Forty years ago, when I first became involved in abortion politics, as a student in the UK protesting against attempts to restrict our comparably liberal abortion law, it was conservatives who slapped back my arguments for ‘freedom of choice’ and for ‘a woman’s right to decide’. They denied there could be any moral case for abortion – just as the Republican-appointed judges on the US Supreme Court seem to be doing now.
A new danger comes from those who fly the banner of ‘reproductive justice’, many of whom hold the leadership reins of abortion-rights organisations. Abortion is now just one of a vast array of ‘intersectional’ issues – competing with queer politics and anti-racism, among other things. Back in 2020, the New York Times reported on how Gen Z and Millennial women see abortion rights as far less compelling a cause than questions of police brutality. Indeed, the very terms ‘freedom’ and ‘choice’ are sometimes dismissed by reproductive-justice activists as markers of privilege, consumerism and elitism. I have also been told I should no longer relate abortion to the biology of giving birth, or relate pregnancy to women, since this is somehow ‘exclusionary’ and ‘transphobic’. And yet the impact of pregnancy on a woman is precisely why the decision concerning the pregnancy must be hers.
Today, it is assumed that abortion can be defended as a necessary, evidence-based healthcare intervention – as a public-health benefit. But this is simply not enough to protect abortion from those who believe it is murderous. Meanwhile, the alleged ‘white supremacy’ within the movement for reproductive rights, apparently expressed through microaggressions and misgendering, is identified as the most pressing problem to tackle by reproductive-justice advocates, even as abortion services are cut to the bone, state by state. In the new narrative based on justice and equity, talk of moral matters is ultra vires. In so far as the morality of abortion is discussed at all, it is said to be ‘beyond debate’. Those who disagree with abortion’s availability are not engaged with – they are cancelled, so their voices are not heard.

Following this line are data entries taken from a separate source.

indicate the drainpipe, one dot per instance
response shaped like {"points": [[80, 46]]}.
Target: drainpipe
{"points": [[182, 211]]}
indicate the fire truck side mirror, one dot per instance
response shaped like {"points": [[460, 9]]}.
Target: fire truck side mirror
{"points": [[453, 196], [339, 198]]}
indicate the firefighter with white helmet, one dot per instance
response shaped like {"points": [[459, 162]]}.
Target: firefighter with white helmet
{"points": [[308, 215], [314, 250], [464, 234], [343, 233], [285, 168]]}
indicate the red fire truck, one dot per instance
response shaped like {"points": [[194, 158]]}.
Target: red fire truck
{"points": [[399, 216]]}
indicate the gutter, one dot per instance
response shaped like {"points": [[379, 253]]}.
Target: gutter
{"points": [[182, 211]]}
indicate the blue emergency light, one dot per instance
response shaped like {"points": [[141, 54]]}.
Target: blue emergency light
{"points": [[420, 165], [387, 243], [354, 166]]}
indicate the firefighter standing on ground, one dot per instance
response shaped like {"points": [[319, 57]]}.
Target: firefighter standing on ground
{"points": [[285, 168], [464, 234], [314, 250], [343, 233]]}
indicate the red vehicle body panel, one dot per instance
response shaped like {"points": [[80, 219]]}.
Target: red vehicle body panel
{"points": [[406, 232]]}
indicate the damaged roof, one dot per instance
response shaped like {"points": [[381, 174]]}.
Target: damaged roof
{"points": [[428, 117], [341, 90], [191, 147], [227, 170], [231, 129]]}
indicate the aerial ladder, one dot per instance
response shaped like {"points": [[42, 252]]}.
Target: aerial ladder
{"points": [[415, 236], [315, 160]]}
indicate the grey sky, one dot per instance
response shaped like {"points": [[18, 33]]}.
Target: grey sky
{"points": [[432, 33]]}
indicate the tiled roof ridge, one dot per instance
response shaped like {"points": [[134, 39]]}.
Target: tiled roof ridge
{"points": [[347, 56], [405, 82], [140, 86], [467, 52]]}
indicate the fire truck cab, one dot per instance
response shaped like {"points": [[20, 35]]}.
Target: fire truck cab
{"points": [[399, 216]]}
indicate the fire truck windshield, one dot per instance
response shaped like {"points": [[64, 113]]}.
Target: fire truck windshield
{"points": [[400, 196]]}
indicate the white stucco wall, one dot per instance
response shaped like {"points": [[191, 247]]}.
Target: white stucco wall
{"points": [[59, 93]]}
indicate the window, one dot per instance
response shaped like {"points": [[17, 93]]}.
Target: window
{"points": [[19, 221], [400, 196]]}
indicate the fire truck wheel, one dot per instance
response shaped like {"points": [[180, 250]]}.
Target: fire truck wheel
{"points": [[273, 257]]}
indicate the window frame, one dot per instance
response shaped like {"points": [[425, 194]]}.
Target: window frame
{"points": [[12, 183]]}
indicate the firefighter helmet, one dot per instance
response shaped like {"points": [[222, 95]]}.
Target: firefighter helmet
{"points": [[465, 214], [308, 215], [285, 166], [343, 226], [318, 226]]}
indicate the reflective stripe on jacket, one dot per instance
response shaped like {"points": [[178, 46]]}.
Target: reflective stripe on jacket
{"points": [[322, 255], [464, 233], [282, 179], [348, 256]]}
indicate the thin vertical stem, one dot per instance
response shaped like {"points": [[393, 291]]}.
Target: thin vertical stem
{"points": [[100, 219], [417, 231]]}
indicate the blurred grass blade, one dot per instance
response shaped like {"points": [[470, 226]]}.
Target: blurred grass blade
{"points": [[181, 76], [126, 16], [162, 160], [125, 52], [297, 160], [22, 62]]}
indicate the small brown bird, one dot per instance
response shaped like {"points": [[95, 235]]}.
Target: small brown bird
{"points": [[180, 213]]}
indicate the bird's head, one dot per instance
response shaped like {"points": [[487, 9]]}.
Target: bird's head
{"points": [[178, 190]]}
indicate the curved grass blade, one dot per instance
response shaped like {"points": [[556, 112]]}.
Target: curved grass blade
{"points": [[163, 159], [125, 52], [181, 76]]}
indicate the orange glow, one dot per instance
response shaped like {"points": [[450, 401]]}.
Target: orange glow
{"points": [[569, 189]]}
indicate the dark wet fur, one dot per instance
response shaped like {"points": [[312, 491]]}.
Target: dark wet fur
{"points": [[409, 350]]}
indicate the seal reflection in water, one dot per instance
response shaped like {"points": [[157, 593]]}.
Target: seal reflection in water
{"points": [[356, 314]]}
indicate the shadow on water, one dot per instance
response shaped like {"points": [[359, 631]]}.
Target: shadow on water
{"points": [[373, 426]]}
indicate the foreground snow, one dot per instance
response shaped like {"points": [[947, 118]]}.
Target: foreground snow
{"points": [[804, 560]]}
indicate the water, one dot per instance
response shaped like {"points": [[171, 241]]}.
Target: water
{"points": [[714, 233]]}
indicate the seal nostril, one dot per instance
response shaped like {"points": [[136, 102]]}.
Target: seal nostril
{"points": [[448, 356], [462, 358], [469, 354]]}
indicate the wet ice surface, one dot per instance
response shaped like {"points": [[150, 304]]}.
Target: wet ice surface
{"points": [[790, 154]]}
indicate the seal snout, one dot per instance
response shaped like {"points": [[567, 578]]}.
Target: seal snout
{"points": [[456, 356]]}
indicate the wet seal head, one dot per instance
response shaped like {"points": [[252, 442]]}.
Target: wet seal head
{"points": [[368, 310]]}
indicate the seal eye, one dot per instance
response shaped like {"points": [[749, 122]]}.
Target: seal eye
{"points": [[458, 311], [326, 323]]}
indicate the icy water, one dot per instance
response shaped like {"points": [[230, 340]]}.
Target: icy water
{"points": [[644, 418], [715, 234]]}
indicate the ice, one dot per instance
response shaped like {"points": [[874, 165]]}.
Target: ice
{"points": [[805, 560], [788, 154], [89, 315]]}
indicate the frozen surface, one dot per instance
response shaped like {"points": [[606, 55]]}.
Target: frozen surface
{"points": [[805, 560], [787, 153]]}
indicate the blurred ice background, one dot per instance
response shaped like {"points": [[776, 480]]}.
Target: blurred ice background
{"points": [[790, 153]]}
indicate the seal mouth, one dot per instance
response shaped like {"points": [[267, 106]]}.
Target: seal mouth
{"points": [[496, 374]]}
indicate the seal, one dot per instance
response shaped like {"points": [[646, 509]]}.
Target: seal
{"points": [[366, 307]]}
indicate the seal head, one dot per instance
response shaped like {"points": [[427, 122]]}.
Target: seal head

But here is the problem. For most folk, especially those outside the metropolitan bubbles, abortion remains a deeply moral matter that speaks to the nature of individual human life. It raises profound questions about life’s beginning and its value. No adequate defence of abortion can sidestep and ignore that. Nor should we. Rather, we should welcome the opportunity to make the case for both bodily autonomy and the integrity of one’s conscience. These are the very things that make us human. Freedom and choice may have become unfamiliar to ‘leftist’ social-justice warriors, but surely these ideals still speak to most of the American people. Even those who think abortion is always wrong may understand the need for the state to stand down and respect the individual’s personal, moral judgement to determine what is best for her family.
As states line up to follow Texas in banning all but the earliest abortions, as clinics fold under the pressure of disproportionate regulations, it is clear that Roe has never been more in need of a muscular defence. For sure, the constitutional commitment to private decision-making has never delivered the resources to allow all women to act on their abortion decision. The right to decide is only part of the solution to a problem pregnancy. But without that right, there is no solution at all.
Ann Furedi is author of The Moral Case for Abortion: A Defence of Reproductive Choice.